Adventures in Research: The Scientific Method
Adventures in Research
The Scientific Method
Ordinarily, I don’t editorialize when I post an “Adventures in Research” subject. The stories speak for themselves. However, I’ll introduce this item with my own “Ball of Fire” anecdote. (Not the “Shower of Sparks” story, that’s another thing.) Some years back, I was setting about to make popcorn. I had the oil heating up on the stove. I went off pottering, and saw that, checking the pan, it had started to smoke. I snatched it up, the oil burst into flames; I then went directly to the sink, turned on the water, and blasted in a shot.
I believe that’s the sound effect. Hence, the ball of fire; fortunately, in an instant this disappeared… Fortunately, without disaster. So, as I’ve learned, when they say “Don’t put water on a grease fire”, they tell the truth. But I have a certain sympathy for those who defy common sense until they’ve put it to the test.

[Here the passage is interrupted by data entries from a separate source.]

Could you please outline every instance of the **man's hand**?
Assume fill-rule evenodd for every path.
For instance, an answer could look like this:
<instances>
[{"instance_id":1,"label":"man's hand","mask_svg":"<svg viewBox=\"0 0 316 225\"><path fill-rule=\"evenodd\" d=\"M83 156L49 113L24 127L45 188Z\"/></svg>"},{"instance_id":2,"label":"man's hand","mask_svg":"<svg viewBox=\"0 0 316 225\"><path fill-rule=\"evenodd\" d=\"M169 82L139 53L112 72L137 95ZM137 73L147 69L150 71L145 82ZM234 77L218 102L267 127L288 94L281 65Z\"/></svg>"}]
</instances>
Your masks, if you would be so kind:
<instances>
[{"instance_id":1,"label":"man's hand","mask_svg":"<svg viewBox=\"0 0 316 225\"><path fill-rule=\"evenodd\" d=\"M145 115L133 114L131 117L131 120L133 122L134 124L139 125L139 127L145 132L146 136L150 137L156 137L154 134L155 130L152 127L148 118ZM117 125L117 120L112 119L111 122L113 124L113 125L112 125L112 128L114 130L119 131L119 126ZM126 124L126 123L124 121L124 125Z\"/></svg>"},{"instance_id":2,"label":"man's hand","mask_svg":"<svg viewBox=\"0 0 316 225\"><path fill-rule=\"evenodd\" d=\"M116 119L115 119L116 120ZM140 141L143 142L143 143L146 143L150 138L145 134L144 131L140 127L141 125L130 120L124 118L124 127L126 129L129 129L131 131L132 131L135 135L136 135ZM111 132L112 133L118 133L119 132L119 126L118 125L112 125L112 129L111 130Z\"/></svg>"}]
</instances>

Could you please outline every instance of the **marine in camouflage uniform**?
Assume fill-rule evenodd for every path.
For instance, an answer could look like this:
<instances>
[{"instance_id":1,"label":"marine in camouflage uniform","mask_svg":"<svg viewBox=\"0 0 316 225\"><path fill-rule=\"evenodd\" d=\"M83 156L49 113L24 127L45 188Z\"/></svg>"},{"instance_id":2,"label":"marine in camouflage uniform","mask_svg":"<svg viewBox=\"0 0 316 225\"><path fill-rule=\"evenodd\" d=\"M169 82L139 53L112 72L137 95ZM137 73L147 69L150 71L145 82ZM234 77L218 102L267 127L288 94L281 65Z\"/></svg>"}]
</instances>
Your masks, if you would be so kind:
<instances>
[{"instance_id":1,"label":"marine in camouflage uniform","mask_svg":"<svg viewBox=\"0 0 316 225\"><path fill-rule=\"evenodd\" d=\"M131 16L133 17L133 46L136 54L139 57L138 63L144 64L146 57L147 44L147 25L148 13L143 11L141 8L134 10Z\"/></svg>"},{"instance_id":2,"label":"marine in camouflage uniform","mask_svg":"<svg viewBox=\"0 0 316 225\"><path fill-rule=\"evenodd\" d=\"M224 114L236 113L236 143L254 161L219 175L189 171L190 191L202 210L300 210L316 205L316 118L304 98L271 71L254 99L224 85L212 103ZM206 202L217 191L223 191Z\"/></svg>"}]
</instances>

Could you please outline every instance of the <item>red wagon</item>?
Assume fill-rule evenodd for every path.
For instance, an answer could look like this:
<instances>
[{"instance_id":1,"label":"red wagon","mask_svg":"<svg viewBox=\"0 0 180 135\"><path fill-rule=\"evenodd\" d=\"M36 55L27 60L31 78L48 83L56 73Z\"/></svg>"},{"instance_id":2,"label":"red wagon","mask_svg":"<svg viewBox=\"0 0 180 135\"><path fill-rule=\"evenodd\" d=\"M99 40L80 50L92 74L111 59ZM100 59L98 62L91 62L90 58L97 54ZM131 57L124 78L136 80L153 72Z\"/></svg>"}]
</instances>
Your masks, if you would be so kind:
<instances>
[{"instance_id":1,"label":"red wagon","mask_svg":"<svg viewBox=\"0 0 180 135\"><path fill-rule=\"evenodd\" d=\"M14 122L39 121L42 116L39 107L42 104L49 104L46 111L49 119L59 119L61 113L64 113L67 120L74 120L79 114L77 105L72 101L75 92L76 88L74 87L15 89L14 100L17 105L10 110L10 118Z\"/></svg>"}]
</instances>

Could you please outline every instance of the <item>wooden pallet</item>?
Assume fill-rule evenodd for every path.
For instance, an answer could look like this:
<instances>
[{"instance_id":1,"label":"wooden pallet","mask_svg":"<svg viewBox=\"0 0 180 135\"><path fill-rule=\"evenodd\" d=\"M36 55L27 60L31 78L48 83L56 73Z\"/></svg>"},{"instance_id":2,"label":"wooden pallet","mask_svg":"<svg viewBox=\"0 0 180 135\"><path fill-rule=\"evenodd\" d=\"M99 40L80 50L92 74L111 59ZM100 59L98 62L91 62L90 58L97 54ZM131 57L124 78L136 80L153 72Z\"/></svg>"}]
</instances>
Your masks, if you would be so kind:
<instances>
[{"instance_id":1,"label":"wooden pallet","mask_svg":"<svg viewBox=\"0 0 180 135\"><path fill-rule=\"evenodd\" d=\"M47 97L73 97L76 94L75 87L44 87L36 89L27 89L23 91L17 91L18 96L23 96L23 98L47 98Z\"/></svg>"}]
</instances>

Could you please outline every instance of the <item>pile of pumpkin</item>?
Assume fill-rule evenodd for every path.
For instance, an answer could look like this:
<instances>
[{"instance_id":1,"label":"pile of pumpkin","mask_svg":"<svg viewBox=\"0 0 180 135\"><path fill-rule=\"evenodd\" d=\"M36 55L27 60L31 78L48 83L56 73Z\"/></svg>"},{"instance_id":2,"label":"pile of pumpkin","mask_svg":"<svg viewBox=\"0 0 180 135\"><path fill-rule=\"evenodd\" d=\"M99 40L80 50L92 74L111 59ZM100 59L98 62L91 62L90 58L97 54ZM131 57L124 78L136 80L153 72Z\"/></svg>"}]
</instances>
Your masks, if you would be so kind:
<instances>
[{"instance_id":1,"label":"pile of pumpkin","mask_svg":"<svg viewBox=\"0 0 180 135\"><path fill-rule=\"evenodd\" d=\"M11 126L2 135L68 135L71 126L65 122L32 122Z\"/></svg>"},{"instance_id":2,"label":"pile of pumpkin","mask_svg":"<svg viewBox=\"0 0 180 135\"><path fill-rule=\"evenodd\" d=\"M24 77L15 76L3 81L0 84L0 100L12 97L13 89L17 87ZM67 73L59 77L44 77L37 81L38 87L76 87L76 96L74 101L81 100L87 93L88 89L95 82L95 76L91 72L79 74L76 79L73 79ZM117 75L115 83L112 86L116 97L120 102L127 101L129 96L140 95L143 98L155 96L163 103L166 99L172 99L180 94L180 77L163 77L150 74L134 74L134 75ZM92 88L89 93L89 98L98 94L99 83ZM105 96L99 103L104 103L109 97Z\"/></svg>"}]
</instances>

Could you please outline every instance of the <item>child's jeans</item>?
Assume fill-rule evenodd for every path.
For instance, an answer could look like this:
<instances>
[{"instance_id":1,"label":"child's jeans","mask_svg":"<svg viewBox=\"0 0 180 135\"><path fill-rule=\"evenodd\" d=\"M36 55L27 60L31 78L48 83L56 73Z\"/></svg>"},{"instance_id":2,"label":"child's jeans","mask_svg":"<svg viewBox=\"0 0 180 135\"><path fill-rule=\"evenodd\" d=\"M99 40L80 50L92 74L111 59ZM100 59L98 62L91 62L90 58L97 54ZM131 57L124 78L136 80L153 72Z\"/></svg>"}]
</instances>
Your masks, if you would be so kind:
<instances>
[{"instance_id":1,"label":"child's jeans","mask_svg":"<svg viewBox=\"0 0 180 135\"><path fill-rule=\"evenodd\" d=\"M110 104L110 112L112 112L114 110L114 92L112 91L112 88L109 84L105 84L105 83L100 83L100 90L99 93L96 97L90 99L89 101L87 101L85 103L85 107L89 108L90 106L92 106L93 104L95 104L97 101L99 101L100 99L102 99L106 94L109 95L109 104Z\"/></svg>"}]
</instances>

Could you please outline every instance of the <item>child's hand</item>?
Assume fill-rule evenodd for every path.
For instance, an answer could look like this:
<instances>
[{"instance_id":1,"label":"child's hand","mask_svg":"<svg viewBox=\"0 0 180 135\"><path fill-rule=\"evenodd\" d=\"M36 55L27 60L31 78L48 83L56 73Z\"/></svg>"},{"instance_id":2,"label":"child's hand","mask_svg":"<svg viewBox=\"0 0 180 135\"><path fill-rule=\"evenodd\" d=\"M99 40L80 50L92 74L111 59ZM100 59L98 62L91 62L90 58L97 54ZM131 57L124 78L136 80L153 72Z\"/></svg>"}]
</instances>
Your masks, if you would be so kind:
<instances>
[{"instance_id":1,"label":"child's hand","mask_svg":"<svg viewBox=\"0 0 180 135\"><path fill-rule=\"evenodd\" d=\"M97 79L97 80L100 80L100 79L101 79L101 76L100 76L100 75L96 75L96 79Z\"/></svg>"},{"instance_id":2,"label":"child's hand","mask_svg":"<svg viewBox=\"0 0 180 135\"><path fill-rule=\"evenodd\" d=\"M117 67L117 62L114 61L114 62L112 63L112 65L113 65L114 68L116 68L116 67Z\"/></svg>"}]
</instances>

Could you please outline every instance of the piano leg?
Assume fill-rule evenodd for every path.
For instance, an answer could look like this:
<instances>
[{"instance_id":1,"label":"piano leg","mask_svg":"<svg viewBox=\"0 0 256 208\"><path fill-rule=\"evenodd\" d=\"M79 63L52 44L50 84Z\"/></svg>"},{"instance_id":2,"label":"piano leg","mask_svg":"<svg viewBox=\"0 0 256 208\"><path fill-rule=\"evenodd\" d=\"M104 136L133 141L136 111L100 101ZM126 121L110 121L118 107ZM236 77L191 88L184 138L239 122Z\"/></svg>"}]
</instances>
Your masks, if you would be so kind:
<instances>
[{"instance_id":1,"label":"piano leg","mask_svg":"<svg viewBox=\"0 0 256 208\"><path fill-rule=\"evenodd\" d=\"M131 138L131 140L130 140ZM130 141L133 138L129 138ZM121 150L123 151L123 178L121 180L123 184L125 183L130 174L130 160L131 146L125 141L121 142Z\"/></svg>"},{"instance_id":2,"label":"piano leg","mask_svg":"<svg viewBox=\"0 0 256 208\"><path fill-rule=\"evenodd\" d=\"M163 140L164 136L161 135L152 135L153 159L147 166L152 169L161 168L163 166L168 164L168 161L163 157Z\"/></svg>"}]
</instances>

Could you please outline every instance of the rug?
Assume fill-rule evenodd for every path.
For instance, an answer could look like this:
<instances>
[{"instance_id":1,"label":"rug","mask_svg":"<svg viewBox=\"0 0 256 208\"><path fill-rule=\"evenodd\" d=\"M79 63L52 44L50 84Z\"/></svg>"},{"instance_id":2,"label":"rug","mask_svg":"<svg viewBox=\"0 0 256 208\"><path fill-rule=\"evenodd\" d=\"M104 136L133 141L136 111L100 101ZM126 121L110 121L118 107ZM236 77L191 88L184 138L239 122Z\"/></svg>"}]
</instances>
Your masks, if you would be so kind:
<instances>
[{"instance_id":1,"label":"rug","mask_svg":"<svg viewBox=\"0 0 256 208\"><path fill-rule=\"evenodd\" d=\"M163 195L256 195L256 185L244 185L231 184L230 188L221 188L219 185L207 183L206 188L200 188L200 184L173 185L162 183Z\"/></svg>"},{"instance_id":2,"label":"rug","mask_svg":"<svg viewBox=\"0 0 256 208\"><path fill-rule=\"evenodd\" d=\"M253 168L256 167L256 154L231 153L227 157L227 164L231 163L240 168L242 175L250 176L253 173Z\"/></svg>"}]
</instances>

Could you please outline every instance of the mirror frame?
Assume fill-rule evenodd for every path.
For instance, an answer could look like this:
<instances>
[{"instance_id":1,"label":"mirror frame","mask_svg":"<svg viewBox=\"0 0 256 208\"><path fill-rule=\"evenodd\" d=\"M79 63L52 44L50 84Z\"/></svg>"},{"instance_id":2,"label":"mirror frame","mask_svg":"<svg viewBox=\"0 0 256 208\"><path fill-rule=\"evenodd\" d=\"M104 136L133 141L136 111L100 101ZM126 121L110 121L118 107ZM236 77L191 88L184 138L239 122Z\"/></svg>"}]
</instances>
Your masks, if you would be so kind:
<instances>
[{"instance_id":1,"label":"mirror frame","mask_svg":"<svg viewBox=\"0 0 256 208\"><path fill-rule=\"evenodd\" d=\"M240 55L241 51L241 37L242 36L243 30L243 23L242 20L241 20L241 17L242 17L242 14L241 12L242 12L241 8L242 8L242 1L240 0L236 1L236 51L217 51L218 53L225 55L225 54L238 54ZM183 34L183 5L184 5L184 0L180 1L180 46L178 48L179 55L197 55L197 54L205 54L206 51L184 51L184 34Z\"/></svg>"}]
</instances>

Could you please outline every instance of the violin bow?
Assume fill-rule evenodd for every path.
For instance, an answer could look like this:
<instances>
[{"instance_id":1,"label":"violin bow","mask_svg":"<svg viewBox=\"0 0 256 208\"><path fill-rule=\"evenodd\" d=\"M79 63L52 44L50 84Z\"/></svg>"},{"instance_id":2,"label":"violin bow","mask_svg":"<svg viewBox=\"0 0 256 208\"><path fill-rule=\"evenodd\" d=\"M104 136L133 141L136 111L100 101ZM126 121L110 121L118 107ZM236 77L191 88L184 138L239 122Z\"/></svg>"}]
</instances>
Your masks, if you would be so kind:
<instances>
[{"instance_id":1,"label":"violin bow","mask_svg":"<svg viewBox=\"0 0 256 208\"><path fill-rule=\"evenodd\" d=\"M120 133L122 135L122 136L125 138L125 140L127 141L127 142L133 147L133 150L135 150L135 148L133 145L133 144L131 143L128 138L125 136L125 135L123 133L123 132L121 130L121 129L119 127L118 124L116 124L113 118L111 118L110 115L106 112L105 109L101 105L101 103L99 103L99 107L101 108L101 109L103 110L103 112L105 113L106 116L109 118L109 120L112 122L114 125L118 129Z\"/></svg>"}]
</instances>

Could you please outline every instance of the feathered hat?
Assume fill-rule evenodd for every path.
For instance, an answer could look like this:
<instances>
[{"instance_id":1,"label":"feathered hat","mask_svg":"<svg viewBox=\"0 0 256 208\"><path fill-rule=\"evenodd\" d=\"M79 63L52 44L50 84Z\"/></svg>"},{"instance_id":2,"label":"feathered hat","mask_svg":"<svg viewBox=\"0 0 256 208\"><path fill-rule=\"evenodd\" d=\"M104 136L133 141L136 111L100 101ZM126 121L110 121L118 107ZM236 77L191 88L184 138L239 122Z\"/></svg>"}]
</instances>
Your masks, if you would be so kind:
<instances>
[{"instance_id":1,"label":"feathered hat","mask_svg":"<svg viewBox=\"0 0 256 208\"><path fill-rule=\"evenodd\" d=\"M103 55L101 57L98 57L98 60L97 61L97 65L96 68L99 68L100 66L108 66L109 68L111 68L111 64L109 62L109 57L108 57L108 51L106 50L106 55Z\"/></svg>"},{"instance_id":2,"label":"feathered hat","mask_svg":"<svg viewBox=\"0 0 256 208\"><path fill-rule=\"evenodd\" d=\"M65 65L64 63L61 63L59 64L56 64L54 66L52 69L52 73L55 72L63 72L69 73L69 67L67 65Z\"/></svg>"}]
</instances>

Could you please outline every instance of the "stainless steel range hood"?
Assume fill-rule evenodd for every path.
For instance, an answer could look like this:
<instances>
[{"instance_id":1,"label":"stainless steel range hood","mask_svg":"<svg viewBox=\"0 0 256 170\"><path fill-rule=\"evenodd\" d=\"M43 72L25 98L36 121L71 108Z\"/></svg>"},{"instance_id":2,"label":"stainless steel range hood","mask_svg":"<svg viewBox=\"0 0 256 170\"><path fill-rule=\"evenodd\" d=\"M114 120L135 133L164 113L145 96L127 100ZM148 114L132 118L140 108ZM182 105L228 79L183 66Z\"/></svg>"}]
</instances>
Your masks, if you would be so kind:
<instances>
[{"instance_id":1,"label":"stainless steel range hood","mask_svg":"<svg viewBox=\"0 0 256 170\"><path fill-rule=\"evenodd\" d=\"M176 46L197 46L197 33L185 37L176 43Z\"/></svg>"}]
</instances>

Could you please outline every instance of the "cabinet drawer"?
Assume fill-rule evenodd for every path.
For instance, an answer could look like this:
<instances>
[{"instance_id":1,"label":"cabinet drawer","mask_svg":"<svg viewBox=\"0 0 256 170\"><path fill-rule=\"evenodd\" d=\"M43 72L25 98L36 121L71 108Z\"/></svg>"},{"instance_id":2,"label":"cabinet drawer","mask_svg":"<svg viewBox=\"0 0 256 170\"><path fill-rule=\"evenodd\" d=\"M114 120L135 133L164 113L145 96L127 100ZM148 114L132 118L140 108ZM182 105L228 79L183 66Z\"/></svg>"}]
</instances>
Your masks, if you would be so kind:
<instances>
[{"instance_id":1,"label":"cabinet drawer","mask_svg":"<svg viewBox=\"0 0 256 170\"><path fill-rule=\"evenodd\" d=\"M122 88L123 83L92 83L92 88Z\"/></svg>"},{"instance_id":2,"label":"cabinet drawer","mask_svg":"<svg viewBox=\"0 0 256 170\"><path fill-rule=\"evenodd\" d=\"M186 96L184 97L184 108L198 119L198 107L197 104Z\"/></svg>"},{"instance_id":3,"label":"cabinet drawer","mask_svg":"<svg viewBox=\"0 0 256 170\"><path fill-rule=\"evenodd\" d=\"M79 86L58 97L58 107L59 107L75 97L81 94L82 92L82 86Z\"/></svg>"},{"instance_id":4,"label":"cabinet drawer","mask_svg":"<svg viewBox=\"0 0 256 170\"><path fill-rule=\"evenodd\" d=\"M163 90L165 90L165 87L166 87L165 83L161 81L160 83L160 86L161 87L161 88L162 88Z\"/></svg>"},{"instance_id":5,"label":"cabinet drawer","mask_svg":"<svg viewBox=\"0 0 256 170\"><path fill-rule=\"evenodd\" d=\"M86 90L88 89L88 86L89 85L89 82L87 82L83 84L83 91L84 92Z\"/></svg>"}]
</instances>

From the Derby Mercury of 16 June 1785 “Extract of a Letter from Boulogne”
(Correspondents were literally correspondents, in those days.)
I found this story first in Gertrude Bacon’s ballooning survey of 1905. And when I find a curious story, I like to verify by locating a newpaper reference to it. Jean Francois Pilatre de Rozier had volunteered to be the first passenger in the newly invented Montgolfier hot air balloon.
After this initial success, and the acclaim that accompanied it, he decided to try crossing the English Channel. His brainstorm was to combine a hydrogen fueled balloon with a hot air balloon, creating, as he supposed, twice the momentum. He was advised against the plan, but persisted. The letter in the article describes the aftermath, the unnamed correspondent writing that he had himself examined the bodies:
“The two intrepid Adventurers were dashed to Pieces…the Legs and Thighs are broken in many Places.”
Another item, from the South London Press, 9 September, 1899, on the death of Pierre Curie. (Having often read the final result of the Curies’ experiments with radium, I’d assumed he died in the same way she did.) The article says, of M. Curie, that in crossing a Paris street, he encountered a sudden taxicab:
“In attempting to get out of its way M. Curie slipped on the macadamised roadway and fell under the wheels of a heavy van coming in the opposite direction.”
And there’s the fate of Mr. John Henry Warner, himself a pursuer of radium.